South Africa, Cool Facts #116

<= 115. Rwanda                                                                                                    117. Sierra Leone =>

South Africa replaced their old flag in 1994, when Nelson Mandela became the first black president in the first democratic elections of the country. 

South Africa used the former flag between 1928-1994 and it was a flag which had flags inside. The design was similar to the Dutch flag and inside it had the British flag alongside with the flags of Cape Colony and Natal. 

The flag was designed by the State Herald Frederick Brownell, who had also designed the flag of Namibia. The flag was meant to be used only for temporarily but after 5 years South Africa made it permanent. 

Symbolism: 

Y-shape = converging of paths, unification of the various ethnic groups and moving forward into a new united South Africa
Black, green and yellow = is said to represent the black population as these colors are found in the flags of ANC, Pan Africanist Congress and the Inkatha Freedom Party
Red, white and blue = represents the white population because these colors are displayed on the Union Jack and Dutch tricolor 
2. The Great Trek 

The Dutch were the first European settlers in South Africa when the Dutch East India Company established a refreshment station in the present-day Cape Town in 1652. Later the British took over the Cape of Good Hope area in 1795. The British rule was ratified in 1815 in the Congress of Vienna.

The Boers, who were the descendants of mainly Dutch but also French Huguenots and Northwest Germans, were unsatisfied with the British rule. The Boers started emigrating from the British controlled Cape Colony to the east and northeast establishing Boer Republics.

The emigrating Boers were known as the "Voortrekkers" in English the "pioneers".

Boer Republics: 

1835-1864 Zoutpansberg
1836-1844 Winburg
1837-1844 Potchefstroom
1839-1843 Natalia Republic: annexed by the British in 1843, most voortrekker boers trekked to Transorangia after that
1844-1848 Winburg-Potchefstroom
1852-1877, 1881-1902, 1914-1915 South African Republic, informally known as the Transvaal Republic
1854-1858 Utrecht Republic 
1854-1902 Orange Free State
1856-1860 Lydenburg Republic 
1876-1891 Klein Vrystaat
1882-1883 Republic of Stellaland
1882-1883 State of Goshen
1883-1885 United States of Stellalandwas created after the unification of Stellaland and State of Goshen
1884-1888 New Republic 
1885-1887 Republic of Upingtonia/Lijdensrust 

Route map of the Great Trek
The Great Trek


3. British against Boers


During the Napoleonic Wars the British arrived at South Africa, which was inhabited by settlers with predominantly Dutch origins. The Netherlands was although occupied by France during the war so Great Britain occupied Cape of Good Hope in 1795 and started their gradual conquest of South Africa. 

The British fought over the control of the present-day South African areas against the Boers and local African tribes like the Zulu. The European groups controlled most of the area and fought two wars against each other before the independence. 

First Boer War 1880-1881

The British fought against the Transvaal Boers and the reason was that in 1877 Sir Theophilus Shepstone had forcefully annexed Transvaal to the British possessions. The Boers revolted in December, 1880 and started the war, which ended in 1881, when the British signed an armistice because they were going to lose. As a result of the peace treaty, Transvaal got self-government under British suzerainty. 

Second Boer War 1899-1902

World's largest deposit of gold-bearing ore in Witwaterstrand near Boer capital Pretoria, reignited the British interest in Transvaal. As the tensions erupted in 1899 into the Second Boer War, the lure of gold motivated the British to do anything for victory.

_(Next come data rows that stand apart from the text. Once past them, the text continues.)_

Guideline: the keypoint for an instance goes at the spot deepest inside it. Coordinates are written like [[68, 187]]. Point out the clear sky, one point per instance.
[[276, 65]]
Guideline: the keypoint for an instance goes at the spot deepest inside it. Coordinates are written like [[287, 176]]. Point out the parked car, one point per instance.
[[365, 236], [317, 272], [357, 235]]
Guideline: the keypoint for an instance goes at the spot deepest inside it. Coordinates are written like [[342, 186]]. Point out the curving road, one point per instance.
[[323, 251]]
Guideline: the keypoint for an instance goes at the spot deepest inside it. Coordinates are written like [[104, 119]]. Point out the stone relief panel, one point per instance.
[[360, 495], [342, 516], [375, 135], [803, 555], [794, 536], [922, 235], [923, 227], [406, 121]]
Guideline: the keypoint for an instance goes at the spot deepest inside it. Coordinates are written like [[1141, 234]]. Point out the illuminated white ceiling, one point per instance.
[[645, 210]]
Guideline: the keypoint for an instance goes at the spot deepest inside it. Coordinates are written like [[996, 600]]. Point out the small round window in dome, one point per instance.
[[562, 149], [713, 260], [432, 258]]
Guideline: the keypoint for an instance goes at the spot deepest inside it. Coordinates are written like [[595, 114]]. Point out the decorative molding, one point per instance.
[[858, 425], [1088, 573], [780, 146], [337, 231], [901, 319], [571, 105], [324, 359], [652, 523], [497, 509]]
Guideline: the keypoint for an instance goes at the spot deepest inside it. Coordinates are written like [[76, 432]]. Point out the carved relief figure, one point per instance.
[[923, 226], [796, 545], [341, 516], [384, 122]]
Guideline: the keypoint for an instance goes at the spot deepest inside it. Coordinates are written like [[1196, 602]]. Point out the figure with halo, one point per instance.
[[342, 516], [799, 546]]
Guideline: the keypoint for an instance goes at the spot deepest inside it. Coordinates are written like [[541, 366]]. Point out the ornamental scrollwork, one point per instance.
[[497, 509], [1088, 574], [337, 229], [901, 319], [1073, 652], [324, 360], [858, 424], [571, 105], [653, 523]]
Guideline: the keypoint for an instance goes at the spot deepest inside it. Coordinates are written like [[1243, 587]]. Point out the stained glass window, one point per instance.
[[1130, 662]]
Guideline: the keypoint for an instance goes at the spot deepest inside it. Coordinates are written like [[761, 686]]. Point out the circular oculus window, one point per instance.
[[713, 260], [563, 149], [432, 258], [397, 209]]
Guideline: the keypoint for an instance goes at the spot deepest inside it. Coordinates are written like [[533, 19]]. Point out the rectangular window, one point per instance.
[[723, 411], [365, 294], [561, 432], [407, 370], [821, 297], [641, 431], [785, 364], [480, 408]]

The British fought the second war against the Boer states of Transvaal and Orange Free State. The British won the war in 1902 and thus the British Cape Colony and Natal formed the Union of South Africa with the Boer states Transvaal and Orange Free State. For the first time South Africa was united as one single state as part of the British colony before becoming independent in 1910.

Second Boer War



The Mineral Revolution was one of the events that negatively impacted on race relations in South Africa forming a basis of the apartheid system. 

Diamonds were found in Kimberly in 1867 and gold in Witwaterstrand in 1886. Before the beginning of the Mineral Revolution, South Africa was divided between British Empire's provinces, Afrikaner states and native African states. 

After the Second Anglo-Boer War South Africa was finally united as a single British controlled state. One of the biggest factors of the war was the British desire to control the areas with mines, which overlapped Afrikaner areas, and to remove potential threats to the mines. 

The mines required armies of workers for the mines and that's why the colonial government started annexing neighboring African states and introducing laws to force the local people to work for them for a low salary. 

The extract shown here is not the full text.